Désigné chef intérimaire du Parti québécois, Pascal Bérubé (au centre) a reçu l’appui unanime de ses collègues du caucus.

«Nous ne renoncerons pas», dit Pascal Bérubé, nommé chef intérimaire du PQ

«Nous ne renoncerons pas au rêve de jeunesse du Parti québécois», a déclaré le député de Matane-Matapédia, Pascal Bérubé, après avoir été désigné chef intérimaire de la formation. Il sera le vis-à-vis péquiste du premier ministre François Legault.

Pascal Bérubé a reçu le soutien unanime de ses huit collègues du caucus. De l’avis général, il a une solide expérience pour assumer cette fonction. Il a, entre autres, été leader parlementaire du Parti québécois (PQ) à l’Assemblée nationale ces dernières années.

La semaine dernière, plusieurs avaient eu l’impression que personne au Parti québécois ne souhaitait prendre le poste de chef intérimaire, parmi ceux possédant une expérience évidente pour l’occuper.

Certains avaient le sentiment que les Véronique Hivon, Sylvain Gaudreault et Pascal Bérubé préféraient, chacun de leur côté, que ce soit quelqu’un d’autre. Aucun ne semblait avoir envie de se sacrifier pour l’intérim, et ce, afin de mieux préserver ses chances pour le poste de «vrai» chef.

Celui-ci, le «vrai» chef, sera élu ultérieurement par les membres du parti.

Rien ne presse, a insisté Pascal Bérubé, mardi, puisque la Coalition avenir Québec sera au pouvoir au moins jusqu’au 3 octobre 2022. «La précipitation serait mauvaise conseillère», a-t-il dit.

«Nous avons beaucoup de choses à passer en revue», a reconnu d’emblée le chef intérimaire. Mais «l’histoire se poursuit».
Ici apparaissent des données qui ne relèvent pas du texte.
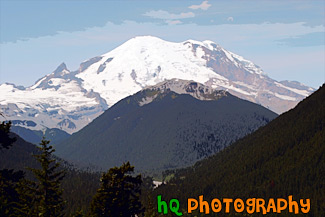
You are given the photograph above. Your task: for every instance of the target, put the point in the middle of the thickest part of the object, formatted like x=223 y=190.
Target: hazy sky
x=285 y=38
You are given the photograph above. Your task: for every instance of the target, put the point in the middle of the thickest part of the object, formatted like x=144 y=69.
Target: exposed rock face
x=69 y=100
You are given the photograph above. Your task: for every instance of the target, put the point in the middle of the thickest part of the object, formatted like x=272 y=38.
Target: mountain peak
x=61 y=68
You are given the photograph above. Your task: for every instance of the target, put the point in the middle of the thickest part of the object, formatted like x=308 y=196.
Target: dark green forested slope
x=285 y=157
x=172 y=131
x=55 y=135
x=78 y=186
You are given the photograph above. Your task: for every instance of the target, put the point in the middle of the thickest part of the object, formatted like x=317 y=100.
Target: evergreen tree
x=5 y=140
x=48 y=195
x=119 y=194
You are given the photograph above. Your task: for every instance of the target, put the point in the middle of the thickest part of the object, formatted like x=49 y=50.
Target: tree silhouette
x=118 y=194
x=48 y=195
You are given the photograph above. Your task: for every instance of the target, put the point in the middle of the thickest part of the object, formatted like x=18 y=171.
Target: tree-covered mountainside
x=78 y=186
x=158 y=129
x=285 y=157
x=35 y=136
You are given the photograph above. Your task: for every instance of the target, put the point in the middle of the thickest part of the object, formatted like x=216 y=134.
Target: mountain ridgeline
x=70 y=99
x=162 y=128
x=285 y=157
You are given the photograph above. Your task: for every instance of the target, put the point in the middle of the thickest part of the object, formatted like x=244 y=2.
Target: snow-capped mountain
x=71 y=99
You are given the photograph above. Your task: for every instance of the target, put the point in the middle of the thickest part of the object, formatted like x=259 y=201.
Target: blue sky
x=285 y=38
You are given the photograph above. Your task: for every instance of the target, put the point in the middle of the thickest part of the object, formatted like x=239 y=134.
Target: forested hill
x=158 y=129
x=285 y=157
x=78 y=186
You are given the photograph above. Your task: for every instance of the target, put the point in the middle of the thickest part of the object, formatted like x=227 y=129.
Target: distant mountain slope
x=69 y=100
x=170 y=125
x=285 y=157
x=35 y=136
x=79 y=186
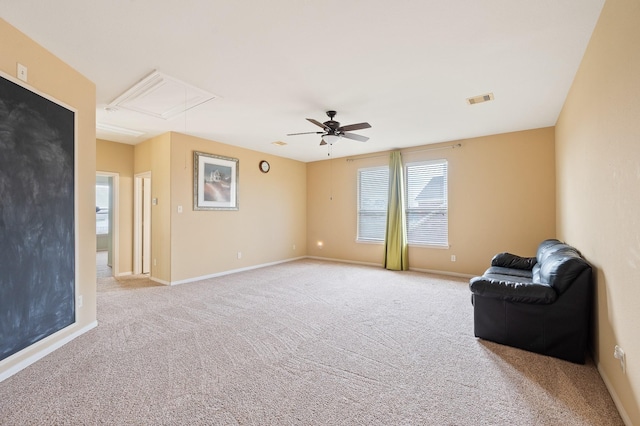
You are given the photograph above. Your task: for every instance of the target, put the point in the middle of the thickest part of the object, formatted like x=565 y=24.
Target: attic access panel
x=161 y=96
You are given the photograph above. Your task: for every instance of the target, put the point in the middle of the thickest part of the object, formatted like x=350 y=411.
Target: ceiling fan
x=332 y=131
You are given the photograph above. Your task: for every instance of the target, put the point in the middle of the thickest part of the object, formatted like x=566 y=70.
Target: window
x=427 y=205
x=373 y=189
x=102 y=209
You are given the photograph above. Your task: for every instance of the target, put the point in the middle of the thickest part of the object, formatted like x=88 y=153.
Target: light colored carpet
x=301 y=343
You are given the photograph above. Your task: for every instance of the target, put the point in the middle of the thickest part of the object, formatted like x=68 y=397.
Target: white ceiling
x=406 y=67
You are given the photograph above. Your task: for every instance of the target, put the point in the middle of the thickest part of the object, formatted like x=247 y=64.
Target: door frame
x=115 y=232
x=138 y=221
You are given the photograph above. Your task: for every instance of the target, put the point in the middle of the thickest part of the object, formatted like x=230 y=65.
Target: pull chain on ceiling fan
x=332 y=131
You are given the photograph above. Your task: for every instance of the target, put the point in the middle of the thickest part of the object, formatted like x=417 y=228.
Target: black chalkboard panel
x=37 y=238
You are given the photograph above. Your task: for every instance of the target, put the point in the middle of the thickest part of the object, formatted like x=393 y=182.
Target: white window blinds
x=427 y=203
x=373 y=189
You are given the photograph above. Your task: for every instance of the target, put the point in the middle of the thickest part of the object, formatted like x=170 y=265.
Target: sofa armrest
x=508 y=260
x=513 y=291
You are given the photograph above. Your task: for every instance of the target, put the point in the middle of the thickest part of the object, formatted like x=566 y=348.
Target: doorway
x=107 y=193
x=142 y=224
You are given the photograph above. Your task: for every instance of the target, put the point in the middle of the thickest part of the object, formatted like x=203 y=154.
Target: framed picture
x=38 y=226
x=215 y=182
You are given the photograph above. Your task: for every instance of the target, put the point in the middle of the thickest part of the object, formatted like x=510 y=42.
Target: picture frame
x=215 y=182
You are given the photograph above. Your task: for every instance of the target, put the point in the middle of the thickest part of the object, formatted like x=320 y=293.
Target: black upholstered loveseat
x=541 y=304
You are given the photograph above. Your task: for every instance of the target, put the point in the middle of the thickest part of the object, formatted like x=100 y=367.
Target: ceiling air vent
x=161 y=96
x=480 y=99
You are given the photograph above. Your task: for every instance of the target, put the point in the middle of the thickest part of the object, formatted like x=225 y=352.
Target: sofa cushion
x=513 y=261
x=545 y=246
x=560 y=269
x=504 y=288
x=499 y=270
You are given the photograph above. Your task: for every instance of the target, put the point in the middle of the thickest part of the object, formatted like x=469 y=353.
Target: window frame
x=409 y=211
x=360 y=238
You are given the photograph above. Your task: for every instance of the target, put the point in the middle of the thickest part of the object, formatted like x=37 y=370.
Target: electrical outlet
x=22 y=72
x=618 y=354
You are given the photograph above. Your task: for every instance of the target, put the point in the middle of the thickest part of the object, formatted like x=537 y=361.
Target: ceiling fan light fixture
x=331 y=139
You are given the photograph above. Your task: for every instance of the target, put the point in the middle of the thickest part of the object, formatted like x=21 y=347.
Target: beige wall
x=116 y=157
x=598 y=188
x=501 y=198
x=153 y=156
x=48 y=75
x=271 y=218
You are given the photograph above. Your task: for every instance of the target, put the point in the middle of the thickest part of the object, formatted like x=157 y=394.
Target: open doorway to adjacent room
x=106 y=224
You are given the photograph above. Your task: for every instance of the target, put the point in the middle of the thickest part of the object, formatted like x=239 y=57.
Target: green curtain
x=395 y=254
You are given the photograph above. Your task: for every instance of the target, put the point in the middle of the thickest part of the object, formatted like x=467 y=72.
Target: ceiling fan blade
x=305 y=133
x=358 y=126
x=355 y=137
x=317 y=123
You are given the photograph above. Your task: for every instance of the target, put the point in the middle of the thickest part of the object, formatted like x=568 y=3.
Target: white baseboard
x=355 y=262
x=437 y=272
x=159 y=281
x=44 y=352
x=220 y=274
x=614 y=395
x=428 y=271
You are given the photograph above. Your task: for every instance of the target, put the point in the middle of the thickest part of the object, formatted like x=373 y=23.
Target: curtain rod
x=458 y=145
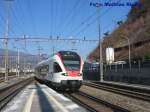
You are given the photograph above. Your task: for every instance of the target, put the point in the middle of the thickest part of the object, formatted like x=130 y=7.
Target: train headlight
x=80 y=74
x=64 y=74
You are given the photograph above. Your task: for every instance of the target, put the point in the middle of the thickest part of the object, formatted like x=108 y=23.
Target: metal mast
x=6 y=38
x=100 y=45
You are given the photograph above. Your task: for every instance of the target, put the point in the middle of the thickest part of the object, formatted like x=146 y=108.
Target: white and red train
x=63 y=70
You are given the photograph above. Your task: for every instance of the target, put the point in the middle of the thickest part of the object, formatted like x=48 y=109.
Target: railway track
x=138 y=93
x=94 y=104
x=7 y=93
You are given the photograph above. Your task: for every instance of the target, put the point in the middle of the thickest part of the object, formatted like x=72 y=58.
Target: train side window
x=57 y=68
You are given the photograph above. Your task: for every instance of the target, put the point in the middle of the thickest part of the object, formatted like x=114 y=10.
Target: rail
x=130 y=91
x=93 y=104
x=8 y=92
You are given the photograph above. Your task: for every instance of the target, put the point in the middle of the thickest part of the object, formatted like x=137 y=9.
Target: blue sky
x=64 y=18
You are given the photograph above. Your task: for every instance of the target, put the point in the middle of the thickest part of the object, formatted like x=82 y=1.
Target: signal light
x=64 y=74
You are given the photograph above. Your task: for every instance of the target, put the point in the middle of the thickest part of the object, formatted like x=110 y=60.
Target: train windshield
x=72 y=65
x=71 y=60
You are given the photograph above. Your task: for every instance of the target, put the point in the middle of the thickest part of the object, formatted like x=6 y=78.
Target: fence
x=23 y=66
x=138 y=74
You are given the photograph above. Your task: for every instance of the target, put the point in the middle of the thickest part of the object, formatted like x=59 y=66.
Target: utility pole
x=6 y=38
x=100 y=46
x=53 y=49
x=39 y=53
x=18 y=64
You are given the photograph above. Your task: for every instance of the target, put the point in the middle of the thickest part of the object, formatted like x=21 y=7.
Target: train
x=63 y=70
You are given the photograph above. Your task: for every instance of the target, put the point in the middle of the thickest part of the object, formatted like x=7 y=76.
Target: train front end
x=72 y=65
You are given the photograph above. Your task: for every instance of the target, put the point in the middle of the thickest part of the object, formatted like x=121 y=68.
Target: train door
x=57 y=71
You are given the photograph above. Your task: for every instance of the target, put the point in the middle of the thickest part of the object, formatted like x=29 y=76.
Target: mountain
x=13 y=56
x=136 y=29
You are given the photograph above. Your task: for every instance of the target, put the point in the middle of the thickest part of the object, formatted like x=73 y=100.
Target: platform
x=41 y=98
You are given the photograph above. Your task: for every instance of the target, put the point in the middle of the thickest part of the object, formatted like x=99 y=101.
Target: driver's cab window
x=57 y=68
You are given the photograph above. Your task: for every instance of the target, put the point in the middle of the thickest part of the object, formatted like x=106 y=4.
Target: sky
x=64 y=18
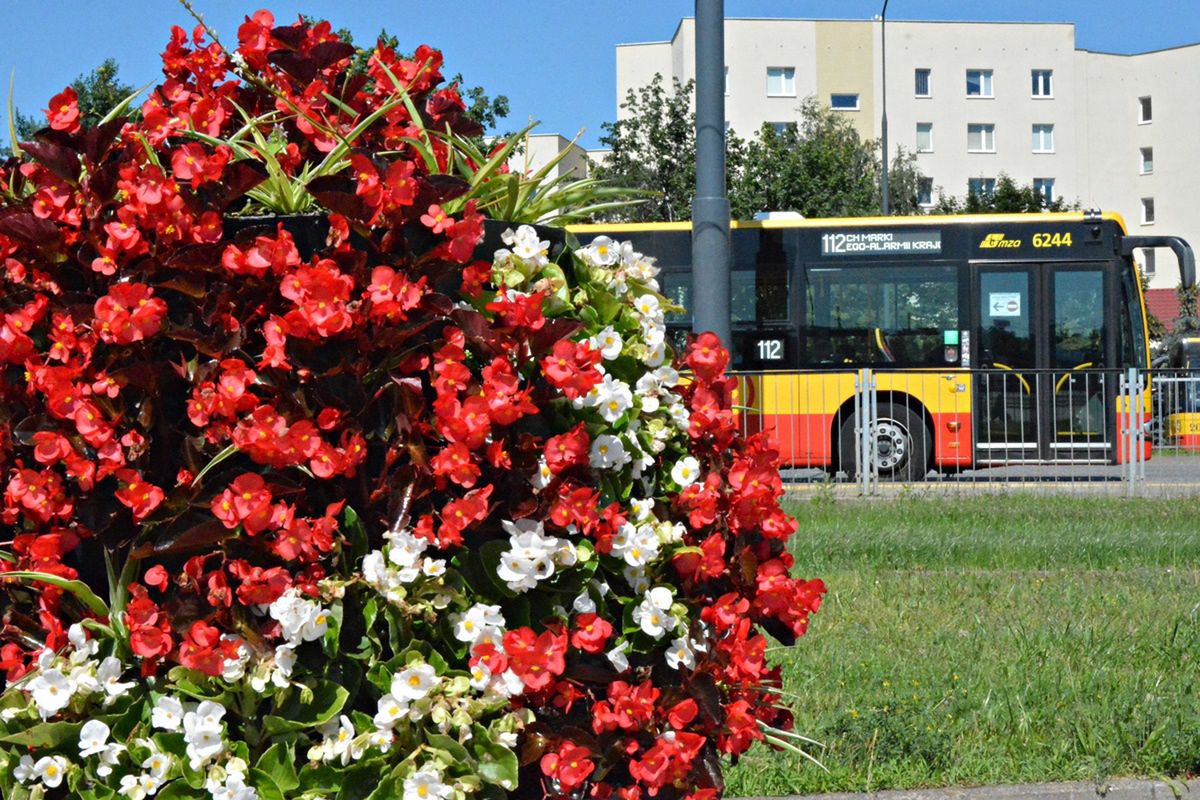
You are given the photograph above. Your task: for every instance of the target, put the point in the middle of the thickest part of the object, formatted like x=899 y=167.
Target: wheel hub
x=892 y=444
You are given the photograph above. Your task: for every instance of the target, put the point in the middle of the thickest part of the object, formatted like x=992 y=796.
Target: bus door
x=1042 y=343
x=1006 y=416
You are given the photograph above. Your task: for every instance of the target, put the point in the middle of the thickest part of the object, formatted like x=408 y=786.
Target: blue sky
x=553 y=59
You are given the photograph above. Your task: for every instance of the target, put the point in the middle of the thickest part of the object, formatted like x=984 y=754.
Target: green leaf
x=268 y=789
x=17 y=152
x=279 y=762
x=77 y=588
x=216 y=459
x=328 y=699
x=448 y=744
x=497 y=763
x=45 y=734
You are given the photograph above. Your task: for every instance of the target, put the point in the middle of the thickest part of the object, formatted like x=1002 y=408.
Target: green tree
x=820 y=168
x=904 y=184
x=1188 y=320
x=100 y=91
x=653 y=148
x=1008 y=197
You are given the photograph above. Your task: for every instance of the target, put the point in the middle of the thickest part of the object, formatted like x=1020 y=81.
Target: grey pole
x=886 y=200
x=711 y=209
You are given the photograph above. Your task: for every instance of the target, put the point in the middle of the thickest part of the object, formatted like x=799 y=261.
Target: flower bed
x=333 y=506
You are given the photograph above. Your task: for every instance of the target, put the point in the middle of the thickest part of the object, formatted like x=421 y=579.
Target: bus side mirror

Elle «n’est jamais écrite d’avance. À nous, maintenant, fiduciaires de ce grand héritage, de cette grande formation politique, de continuer à écrire les prochains chapitres».

Âgé de 43 ans, Pascal Bérubé sera le cadet des chefs à l’Assemblée nationale. Il s’est décrit comme un «joueur d’équipe».

Jean-François Lisée

La désignation d’un chef intérimaire au Parti québécois a été rendue nécessaire par le départ forcé de Jean-François Lisée après sa défaite électorale dans la circonscription de Rosemont au profit du solidaire Vincent Marissal.

Lundi soir dernier, le PQ n’a pu faire élire que neuf députés, alors que 30 avaient trouvé un fauteuil au Salon bleu de l’Assemblée nationale en avril 2014. Le parti espère que les recomptages électoraux en cours ou à venir dans trois circonscriptions lui permettront de gagner deux élus de plus.

Le chiffre magique pour être reconnu comme «groupe parlementaire» à l’Assemblée nationale est 12, mais tout peut se négocier entre élus, y compris cette reconnaissance ou l’octroi de moyens supplémentaires. La Coalition avenir Québec paraît disposée à en accorder au Parti québécois, ainsi qu’à Québec solidaire.

Pied de nez?

Pied de nez du calendrier? Le Parti québécois aura 50 ans jeudi. Inutile de dire que le cœur n’y est pas à la fête.

La direction de la formation fondée par René Lévesque n’a prévu aucune célébration à court terme. Elle explique avoir été accaparée par la campagne électorale.